Джубал взглянул на исламское приспособление и осторожно спросил:
– Так ты что, все еще правоверный? Я-то думал, ты вступил в Майкову церковь.
– И то и другое, – улыбнулся Махмуд, опуская четки в карман.
– Чего? Стинки, они же несовместимы. Или я не грокаю.
– Только при поверхностном рассмотрении; можно считать, что Мириам приняла мою веру, а я – ее. Мы объединились. Я все еще раб Божий, во всем покорный Его воле, – и это не мешает мне говорить: «Ты еси Бог, аз есмь Бог, все, что грокает, есть Бог». Пророк никогда не утверждал, что Он – последний из пророков или что Он сказал все, что можно сказать, – это фанатики начали утверждать, после смерти пророка. Покорность воле Божией не превращает человека в робота, неспособного выбирать, а значит, и грешить. И в Коране этого не сказано. Покорность может включать – и действительно включает – высочайшую ответственность за то, как я и каждый из нас формирует Вселенную. Мы можем превратить ее в райский сад – или разрушить и разграбить. Не я сказал, – улыбнулся Махмуд, – но я повторю: «Богу же все возможно» – за исключением одного невозможного. Бог не может покинуть Себя. Он не может отречься от Своей ответственности за все – Он не может не покоряться Своей собственной воле. Ислам пребудет – Он не может свалить ответственность на кого-либо другого. Она на Нем – на мне – на тебе – на Майке.
– Стинки, – вздохнул Джубал, – теология всегда вгоняла меня в тоску. Где Бекки? Пусть ненадолго бросит свой словарь и бежит сюда. Я не встречался с ней двадцать с чем-то лет, это жуть как долго.
– Увидишь ее, увидишь. Но сейчас она не может оторваться от работы, она диктует. Позволь я тебе объясню, как все происходит. До последнего времени я ежедневно входил в раппорт с Майком – на несколько секунд, хотя казалось, что это полноценная рабочая смена. Затем я сразу же надиктовывал все, что он в меня впихнул, на магнитофон. Другие люди, обученные марсианской фонетике, делали рукописную транскрипцию моих пленок, затем Мириам перепечатывала их записи на специальной пишущей машинке, а кто-нибудь из нас с Майком – лучше Майк, но у него трудно со временем – правил машинопись от руки.

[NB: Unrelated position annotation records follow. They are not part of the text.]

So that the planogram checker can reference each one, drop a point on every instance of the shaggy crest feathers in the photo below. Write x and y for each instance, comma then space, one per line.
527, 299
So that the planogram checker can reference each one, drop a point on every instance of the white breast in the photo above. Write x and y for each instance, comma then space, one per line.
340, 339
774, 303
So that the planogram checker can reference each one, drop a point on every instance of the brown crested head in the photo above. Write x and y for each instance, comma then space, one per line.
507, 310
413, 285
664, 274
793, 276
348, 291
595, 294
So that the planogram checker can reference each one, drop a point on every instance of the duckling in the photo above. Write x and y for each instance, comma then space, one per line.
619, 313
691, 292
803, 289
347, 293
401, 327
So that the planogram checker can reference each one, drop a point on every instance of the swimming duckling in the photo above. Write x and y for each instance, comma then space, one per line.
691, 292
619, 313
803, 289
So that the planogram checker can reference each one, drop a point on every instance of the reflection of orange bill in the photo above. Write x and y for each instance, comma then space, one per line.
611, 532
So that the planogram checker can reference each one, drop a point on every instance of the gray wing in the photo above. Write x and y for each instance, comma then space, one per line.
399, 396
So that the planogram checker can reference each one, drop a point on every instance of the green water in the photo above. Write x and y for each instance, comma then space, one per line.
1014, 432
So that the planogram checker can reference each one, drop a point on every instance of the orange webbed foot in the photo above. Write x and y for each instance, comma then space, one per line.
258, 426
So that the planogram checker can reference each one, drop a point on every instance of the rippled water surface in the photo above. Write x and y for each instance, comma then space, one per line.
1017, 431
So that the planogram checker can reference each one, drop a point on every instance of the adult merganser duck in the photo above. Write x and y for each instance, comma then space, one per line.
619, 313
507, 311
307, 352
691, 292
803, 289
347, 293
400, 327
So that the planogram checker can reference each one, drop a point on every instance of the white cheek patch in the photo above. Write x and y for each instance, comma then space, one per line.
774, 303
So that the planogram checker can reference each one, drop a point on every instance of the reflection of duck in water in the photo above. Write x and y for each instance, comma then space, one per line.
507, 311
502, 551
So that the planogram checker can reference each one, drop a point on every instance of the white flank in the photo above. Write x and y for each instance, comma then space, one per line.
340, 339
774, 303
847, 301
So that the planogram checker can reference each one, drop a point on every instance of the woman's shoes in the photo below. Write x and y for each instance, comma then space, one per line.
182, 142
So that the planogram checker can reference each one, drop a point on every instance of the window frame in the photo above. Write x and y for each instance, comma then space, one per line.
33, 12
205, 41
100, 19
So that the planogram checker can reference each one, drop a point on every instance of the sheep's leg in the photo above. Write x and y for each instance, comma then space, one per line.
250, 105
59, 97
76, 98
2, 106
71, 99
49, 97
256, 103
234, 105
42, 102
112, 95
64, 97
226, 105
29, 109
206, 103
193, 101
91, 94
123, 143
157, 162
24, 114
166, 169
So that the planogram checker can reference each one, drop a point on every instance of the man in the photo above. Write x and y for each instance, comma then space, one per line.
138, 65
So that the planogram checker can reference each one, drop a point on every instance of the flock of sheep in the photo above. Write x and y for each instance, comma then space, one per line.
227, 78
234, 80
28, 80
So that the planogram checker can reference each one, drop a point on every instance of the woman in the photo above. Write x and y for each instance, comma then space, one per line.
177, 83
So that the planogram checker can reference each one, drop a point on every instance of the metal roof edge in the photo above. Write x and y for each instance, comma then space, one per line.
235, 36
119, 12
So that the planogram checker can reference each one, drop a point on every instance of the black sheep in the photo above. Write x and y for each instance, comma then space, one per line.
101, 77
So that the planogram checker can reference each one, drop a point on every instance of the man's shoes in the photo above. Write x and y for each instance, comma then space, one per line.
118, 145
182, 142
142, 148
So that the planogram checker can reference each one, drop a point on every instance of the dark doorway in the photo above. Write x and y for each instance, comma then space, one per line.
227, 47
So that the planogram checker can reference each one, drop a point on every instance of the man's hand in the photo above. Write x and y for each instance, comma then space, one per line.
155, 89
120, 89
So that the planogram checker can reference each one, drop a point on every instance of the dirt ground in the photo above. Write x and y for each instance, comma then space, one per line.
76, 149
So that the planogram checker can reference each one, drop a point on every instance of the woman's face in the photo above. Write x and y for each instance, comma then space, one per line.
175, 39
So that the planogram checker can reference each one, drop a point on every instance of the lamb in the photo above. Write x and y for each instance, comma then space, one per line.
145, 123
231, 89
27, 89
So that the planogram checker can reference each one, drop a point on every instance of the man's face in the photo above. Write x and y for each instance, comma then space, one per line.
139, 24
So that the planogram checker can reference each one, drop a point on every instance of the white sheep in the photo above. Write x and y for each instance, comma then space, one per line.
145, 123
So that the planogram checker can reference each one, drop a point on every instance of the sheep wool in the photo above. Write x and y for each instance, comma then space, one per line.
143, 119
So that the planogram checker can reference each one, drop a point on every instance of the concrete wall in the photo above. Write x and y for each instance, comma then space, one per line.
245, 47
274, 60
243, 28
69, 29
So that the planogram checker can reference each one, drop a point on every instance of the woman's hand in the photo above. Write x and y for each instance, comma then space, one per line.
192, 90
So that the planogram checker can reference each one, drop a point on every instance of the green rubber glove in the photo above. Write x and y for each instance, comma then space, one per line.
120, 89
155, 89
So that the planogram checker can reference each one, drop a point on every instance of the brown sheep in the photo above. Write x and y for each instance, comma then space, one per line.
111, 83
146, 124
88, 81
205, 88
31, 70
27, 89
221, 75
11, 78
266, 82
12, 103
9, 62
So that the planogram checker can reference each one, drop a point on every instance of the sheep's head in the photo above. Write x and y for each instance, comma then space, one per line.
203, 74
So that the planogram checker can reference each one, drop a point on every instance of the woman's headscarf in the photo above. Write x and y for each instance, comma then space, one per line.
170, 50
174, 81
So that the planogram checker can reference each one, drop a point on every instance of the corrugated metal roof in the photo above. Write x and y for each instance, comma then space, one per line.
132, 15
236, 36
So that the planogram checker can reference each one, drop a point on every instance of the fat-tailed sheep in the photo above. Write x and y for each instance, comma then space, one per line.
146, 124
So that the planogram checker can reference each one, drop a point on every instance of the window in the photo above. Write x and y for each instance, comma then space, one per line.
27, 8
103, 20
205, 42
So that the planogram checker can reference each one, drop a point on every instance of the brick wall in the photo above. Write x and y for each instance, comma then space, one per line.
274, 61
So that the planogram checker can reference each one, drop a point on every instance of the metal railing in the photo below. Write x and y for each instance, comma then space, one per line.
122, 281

Но теперь, когда весь наш график нарушился, Майк собирается отослать меня и Мириам в какую-то Шангри-ла, чтобы мы там кончали словарь, вернее говоря, он грокнул, что вскоре мы грокнем такую необходимость. Поэтому Майк надиктовывает на пленку огромное количество информации, чтобы я потом все это расшифровал и застенографировал марсианским фонетическим шрифтом, который могут читать специально обученные люди. А еще у нас масса кассет с лекциями Майка на марсианском, их тоже надо будет транскрибировать, когда словарь закончим составлять, – мы в свое время лекции прослушали, с помощью Майка в них разобрались, но их надо будет опубликовать, вместе со словарем.